Definition of anchor peaks for subset-based peakGroups alignment not correct
jorainer opened this issue · comments
The current implementation of the subset-based peakGroups alignment to define the anchor peaks currently does not correctly select the peaks based on the minFraction
parameter: minFraction
is referring to the total number of samples and not the total number of samples of the subset.

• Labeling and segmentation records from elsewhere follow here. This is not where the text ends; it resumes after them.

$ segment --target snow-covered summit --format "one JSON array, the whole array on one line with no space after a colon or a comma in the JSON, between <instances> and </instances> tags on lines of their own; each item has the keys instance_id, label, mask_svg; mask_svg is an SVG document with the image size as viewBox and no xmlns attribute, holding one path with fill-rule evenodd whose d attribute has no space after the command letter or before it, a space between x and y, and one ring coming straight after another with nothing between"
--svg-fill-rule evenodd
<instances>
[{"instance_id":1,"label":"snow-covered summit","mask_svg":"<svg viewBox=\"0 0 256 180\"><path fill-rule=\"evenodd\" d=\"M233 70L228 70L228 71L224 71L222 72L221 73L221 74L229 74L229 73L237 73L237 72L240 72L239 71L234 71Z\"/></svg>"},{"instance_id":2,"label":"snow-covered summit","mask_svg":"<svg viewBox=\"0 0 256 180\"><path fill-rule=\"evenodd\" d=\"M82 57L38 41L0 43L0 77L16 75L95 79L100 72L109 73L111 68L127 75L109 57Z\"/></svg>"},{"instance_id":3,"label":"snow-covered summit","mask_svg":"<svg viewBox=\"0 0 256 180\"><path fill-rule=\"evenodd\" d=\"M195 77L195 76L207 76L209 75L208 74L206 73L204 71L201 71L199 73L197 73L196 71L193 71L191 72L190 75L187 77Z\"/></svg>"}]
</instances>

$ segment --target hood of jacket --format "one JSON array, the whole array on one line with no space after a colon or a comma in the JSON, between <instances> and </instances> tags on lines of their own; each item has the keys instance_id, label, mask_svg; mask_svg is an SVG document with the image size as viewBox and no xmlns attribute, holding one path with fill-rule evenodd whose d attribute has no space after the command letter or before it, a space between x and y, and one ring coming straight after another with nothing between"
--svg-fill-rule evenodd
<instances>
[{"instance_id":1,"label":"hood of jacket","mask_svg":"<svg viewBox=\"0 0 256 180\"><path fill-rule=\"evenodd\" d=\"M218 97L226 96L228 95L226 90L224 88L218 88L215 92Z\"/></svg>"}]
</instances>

Example:
library(xcms)
faahko_3_files <- c(system.file('cdf/KO/ko15.CDF', package = "faahKO"),
system.file('cdf/KO/ko16.CDF', package = "faahKO"),
system.file('cdf/KO/ko18.CDF', package = "faahKO"))
faahko_od <- readMSData(faahko_3_files, mode = "onDisk")
xod_x <- findChromPeaks(
faahko_od, param = CentWaveParam(noise = 10000, snthresh = 40,
prefilter = c(3, 10000)))
pdp <- PeakDensityParam(sampleGroups = rep(1, 3))

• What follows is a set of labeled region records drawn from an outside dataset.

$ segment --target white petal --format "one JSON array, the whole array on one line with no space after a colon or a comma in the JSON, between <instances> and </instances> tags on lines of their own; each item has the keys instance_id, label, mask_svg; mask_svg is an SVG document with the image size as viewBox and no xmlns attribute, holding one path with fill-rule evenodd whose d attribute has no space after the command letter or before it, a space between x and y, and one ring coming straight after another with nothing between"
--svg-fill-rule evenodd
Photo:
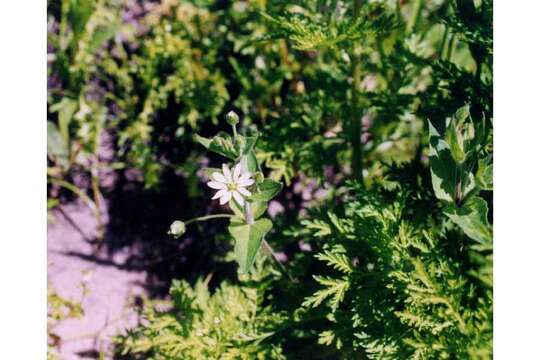
<instances>
[{"instance_id":1,"label":"white petal","mask_svg":"<svg viewBox=\"0 0 540 360\"><path fill-rule=\"evenodd\" d=\"M236 184L238 186L250 186L250 185L253 185L254 182L255 180L253 179L246 179L246 180L239 180Z\"/></svg>"},{"instance_id":2,"label":"white petal","mask_svg":"<svg viewBox=\"0 0 540 360\"><path fill-rule=\"evenodd\" d=\"M242 197L242 195L240 195L237 191L232 191L232 195L233 195L234 200L236 200L236 202L238 203L238 205L244 206L244 198Z\"/></svg>"},{"instance_id":3,"label":"white petal","mask_svg":"<svg viewBox=\"0 0 540 360\"><path fill-rule=\"evenodd\" d=\"M240 164L236 164L236 166L233 169L233 181L234 182L238 181L238 178L240 177L241 170L242 170L242 167L240 166Z\"/></svg>"},{"instance_id":4,"label":"white petal","mask_svg":"<svg viewBox=\"0 0 540 360\"><path fill-rule=\"evenodd\" d=\"M223 195L225 195L226 192L227 192L227 190L225 190L225 189L219 190L218 192L216 192L214 194L214 196L212 197L212 200L216 200L217 198L222 197Z\"/></svg>"},{"instance_id":5,"label":"white petal","mask_svg":"<svg viewBox=\"0 0 540 360\"><path fill-rule=\"evenodd\" d=\"M221 168L223 169L223 175L225 176L225 179L227 179L229 183L232 183L231 169L229 169L227 164L223 164Z\"/></svg>"},{"instance_id":6,"label":"white petal","mask_svg":"<svg viewBox=\"0 0 540 360\"><path fill-rule=\"evenodd\" d=\"M217 189L217 190L227 188L227 185L219 181L210 181L207 185L210 186L212 189Z\"/></svg>"},{"instance_id":7,"label":"white petal","mask_svg":"<svg viewBox=\"0 0 540 360\"><path fill-rule=\"evenodd\" d=\"M222 183L227 183L227 179L225 179L225 176L223 176L223 174L218 173L218 172L212 173L212 179L222 182Z\"/></svg>"},{"instance_id":8,"label":"white petal","mask_svg":"<svg viewBox=\"0 0 540 360\"><path fill-rule=\"evenodd\" d=\"M238 178L238 181L243 181L243 180L247 180L251 177L251 173L250 172L246 172L246 173L243 173L239 178Z\"/></svg>"},{"instance_id":9,"label":"white petal","mask_svg":"<svg viewBox=\"0 0 540 360\"><path fill-rule=\"evenodd\" d=\"M239 186L236 188L236 190L238 190L238 192L244 196L251 196L251 193L246 188Z\"/></svg>"},{"instance_id":10,"label":"white petal","mask_svg":"<svg viewBox=\"0 0 540 360\"><path fill-rule=\"evenodd\" d=\"M226 191L225 194L223 194L223 196L219 198L219 203L221 205L225 205L226 203L229 202L229 200L231 200L231 192Z\"/></svg>"}]
</instances>

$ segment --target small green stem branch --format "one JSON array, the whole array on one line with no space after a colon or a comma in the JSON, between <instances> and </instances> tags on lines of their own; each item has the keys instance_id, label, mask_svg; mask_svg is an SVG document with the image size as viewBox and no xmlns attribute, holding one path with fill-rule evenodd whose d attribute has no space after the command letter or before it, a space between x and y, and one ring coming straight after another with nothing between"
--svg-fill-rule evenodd
<instances>
[{"instance_id":1,"label":"small green stem branch","mask_svg":"<svg viewBox=\"0 0 540 360\"><path fill-rule=\"evenodd\" d=\"M276 262L276 264L279 266L279 268L281 269L281 271L287 275L287 277L289 278L289 280L291 280L292 282L296 282L296 280L291 276L291 274L287 271L287 268L285 268L285 266L281 263L281 261L279 261L279 259L277 258L276 254L274 253L274 250L272 249L272 247L270 246L270 244L263 239L263 246L264 246L264 249L266 250L266 252L268 253L268 255L270 255L270 257Z\"/></svg>"},{"instance_id":2,"label":"small green stem branch","mask_svg":"<svg viewBox=\"0 0 540 360\"><path fill-rule=\"evenodd\" d=\"M353 20L360 16L360 7L363 0L354 0ZM352 146L352 173L353 176L363 183L362 175L362 114L360 111L360 55L357 44L351 49L351 73L352 73L352 94L351 94L351 123L349 124L349 136Z\"/></svg>"}]
</instances>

xod_xg <- groupChromPeaks(xod_x, param = pdp)
Using the first and last sample for subset and setting minFraction = 0.6
we would expect to get anchor peaks only if a peak was identified in both samples, but
p <- PeakGroupsParam(subset = c(1, 3), minFraction = 0.6)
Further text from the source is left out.